Ита с тяжелым сердцем отошла, чувствуя себя не в силах слушать больше. Настроение от того, что она слышала здесь, становилось мрачнее, и казалось ей, кто-то стоит над людьми, хлещет их кнутом, и некуда от этого кнута спрятаться.
Три толстые старухи, подложив кофты под головы, уже спали около остывшей печурки и громко храпели. Подростки щебетали о чем-то и, обрывая ногтями штукатурку со стены, бросали ею в старух, а те сердито ворочались и обмахивались искривленными и разбухшими пальцами, не сознавая, что их тревожит. Ита осторожно обошла старух и уселась возле кормилиц. Она была страшно угнетена, и ей уже не хотелось ни разговаривать, ни слушать. Мальчик пошевелился, и она принялась кормить его.

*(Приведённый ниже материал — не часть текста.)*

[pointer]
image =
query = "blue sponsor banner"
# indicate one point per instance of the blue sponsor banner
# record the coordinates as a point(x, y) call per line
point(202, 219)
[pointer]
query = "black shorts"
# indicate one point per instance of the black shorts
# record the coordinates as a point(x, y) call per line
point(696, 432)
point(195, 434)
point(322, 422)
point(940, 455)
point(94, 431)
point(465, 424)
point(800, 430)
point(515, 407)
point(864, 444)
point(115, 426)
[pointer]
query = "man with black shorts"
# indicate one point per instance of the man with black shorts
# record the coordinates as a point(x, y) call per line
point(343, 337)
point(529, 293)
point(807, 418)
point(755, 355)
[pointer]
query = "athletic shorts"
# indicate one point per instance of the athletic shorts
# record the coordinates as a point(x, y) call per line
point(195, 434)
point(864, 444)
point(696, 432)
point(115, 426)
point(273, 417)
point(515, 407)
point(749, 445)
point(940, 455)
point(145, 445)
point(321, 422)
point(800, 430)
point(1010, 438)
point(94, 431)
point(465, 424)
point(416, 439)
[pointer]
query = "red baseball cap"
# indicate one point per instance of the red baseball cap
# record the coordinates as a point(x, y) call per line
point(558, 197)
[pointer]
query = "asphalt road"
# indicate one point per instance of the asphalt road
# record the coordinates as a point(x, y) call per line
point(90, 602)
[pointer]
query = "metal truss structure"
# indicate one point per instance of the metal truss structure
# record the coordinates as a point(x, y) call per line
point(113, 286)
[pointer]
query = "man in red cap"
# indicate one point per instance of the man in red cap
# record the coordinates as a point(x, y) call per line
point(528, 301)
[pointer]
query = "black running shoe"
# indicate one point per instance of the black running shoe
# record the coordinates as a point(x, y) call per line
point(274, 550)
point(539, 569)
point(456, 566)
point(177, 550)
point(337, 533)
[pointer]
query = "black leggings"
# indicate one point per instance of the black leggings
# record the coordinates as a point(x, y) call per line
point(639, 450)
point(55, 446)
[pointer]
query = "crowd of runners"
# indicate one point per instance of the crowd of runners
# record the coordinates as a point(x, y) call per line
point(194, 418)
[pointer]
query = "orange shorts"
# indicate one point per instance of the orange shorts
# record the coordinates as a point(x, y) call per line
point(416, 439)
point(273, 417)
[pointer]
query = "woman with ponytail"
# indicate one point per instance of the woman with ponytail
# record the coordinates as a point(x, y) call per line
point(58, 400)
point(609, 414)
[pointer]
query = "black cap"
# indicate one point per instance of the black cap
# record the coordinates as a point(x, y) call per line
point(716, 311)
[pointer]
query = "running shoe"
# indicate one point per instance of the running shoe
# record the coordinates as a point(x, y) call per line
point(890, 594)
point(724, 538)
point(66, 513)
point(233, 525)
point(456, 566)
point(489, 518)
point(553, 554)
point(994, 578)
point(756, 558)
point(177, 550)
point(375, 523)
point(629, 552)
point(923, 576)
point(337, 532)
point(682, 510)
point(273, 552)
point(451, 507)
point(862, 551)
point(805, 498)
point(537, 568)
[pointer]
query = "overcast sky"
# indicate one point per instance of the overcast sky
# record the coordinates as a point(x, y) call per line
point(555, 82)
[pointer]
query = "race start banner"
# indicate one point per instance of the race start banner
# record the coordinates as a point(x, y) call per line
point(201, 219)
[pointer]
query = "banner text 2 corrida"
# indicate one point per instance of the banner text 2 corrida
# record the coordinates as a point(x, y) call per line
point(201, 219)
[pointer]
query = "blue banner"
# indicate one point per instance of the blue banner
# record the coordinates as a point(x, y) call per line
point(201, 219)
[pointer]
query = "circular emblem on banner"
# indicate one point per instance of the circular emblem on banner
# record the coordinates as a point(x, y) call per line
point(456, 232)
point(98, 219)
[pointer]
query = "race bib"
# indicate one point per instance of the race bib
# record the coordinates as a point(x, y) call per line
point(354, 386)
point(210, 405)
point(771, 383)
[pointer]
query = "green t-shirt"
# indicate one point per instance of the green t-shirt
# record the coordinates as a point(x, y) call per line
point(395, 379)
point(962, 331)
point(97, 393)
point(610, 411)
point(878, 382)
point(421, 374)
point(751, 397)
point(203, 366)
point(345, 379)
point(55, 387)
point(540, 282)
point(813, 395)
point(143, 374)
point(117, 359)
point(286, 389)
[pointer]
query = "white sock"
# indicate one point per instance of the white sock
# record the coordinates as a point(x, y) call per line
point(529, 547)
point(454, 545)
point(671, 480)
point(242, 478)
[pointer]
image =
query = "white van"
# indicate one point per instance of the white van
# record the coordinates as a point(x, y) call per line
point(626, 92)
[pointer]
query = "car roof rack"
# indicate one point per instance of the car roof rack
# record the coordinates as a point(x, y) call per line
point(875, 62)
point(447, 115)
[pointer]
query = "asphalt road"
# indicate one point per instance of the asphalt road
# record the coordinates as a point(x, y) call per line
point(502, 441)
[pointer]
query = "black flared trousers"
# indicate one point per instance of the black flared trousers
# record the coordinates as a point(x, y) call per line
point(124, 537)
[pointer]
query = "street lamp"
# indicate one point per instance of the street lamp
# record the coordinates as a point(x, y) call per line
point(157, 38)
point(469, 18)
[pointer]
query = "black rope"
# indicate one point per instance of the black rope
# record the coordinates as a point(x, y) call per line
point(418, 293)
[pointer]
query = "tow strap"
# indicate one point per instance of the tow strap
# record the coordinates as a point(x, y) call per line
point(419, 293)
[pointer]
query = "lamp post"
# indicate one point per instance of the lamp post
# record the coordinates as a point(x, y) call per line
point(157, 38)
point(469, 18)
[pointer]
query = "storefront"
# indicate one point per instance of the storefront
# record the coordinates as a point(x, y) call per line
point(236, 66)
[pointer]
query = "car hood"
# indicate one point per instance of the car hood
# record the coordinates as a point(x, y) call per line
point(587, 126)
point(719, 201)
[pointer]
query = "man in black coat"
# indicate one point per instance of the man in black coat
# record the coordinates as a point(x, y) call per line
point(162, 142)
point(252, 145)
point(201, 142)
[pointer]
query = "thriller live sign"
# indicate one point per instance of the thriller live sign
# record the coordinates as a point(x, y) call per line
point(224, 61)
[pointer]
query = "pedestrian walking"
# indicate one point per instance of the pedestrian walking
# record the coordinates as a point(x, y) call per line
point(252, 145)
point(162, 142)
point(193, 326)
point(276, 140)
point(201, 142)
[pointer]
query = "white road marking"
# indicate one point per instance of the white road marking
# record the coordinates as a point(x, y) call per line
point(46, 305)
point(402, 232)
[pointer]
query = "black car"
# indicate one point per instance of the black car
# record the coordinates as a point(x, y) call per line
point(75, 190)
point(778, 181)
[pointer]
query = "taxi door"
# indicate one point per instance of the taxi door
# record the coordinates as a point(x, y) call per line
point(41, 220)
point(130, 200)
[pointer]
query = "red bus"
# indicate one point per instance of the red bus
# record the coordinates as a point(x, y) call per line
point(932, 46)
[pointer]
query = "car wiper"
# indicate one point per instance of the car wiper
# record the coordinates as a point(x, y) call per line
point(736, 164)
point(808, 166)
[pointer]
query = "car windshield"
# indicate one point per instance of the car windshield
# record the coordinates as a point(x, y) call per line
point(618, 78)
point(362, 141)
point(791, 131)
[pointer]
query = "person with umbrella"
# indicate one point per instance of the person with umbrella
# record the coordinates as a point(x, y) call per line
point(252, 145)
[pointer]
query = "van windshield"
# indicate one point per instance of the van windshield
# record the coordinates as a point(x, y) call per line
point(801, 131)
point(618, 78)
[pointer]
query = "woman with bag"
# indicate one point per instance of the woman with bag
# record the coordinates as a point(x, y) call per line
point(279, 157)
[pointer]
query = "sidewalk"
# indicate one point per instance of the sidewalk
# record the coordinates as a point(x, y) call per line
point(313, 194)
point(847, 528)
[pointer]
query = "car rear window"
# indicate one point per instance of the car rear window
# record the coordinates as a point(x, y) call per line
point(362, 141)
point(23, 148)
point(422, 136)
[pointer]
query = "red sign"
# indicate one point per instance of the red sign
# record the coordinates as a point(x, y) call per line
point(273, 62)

Время между тем не стояло. Роза явилась, выбрала кучку женщин и ушла с ними. Потом она явилась другой раз, еще раз выбрала и опять ушла, оживленная и рассеянная. Оттого, что становилось меньше людей в комнате, сделалось просторнее и холоднее. Теперь Ита, при каждом приходе Розы, бросала на нее вопрошающий взгляд, но та знаками приказывала ее ожидать. Часам к трем она почувствовала сильный голод и решилась съесть свою четвертушку черствого хлеба. Но когда Маня, – так звали больную девушку, с которой она познакомилась утром, – красноречиво посмотрела на нее, она с радостью предложила ей поделиться. Обе они сели подле печурки, и Ита решилась наконец, по настоянию Мани, положить ребенка на пол. Хлеб был разделен пополам, и каждая начала не спеша есть. Постепенно они опять разговорились, но на этот раз шепотом. В это время вошло еще несколько запоздавших кормилиц с детьми на руках, а вскоре начали приходить те, которые по разным причинам не успели пристроиться на предложенных Розой местах. Шум опять возобновился, и Ите, как лицу уже известному, пришлось знакомиться с новыми кормилицами.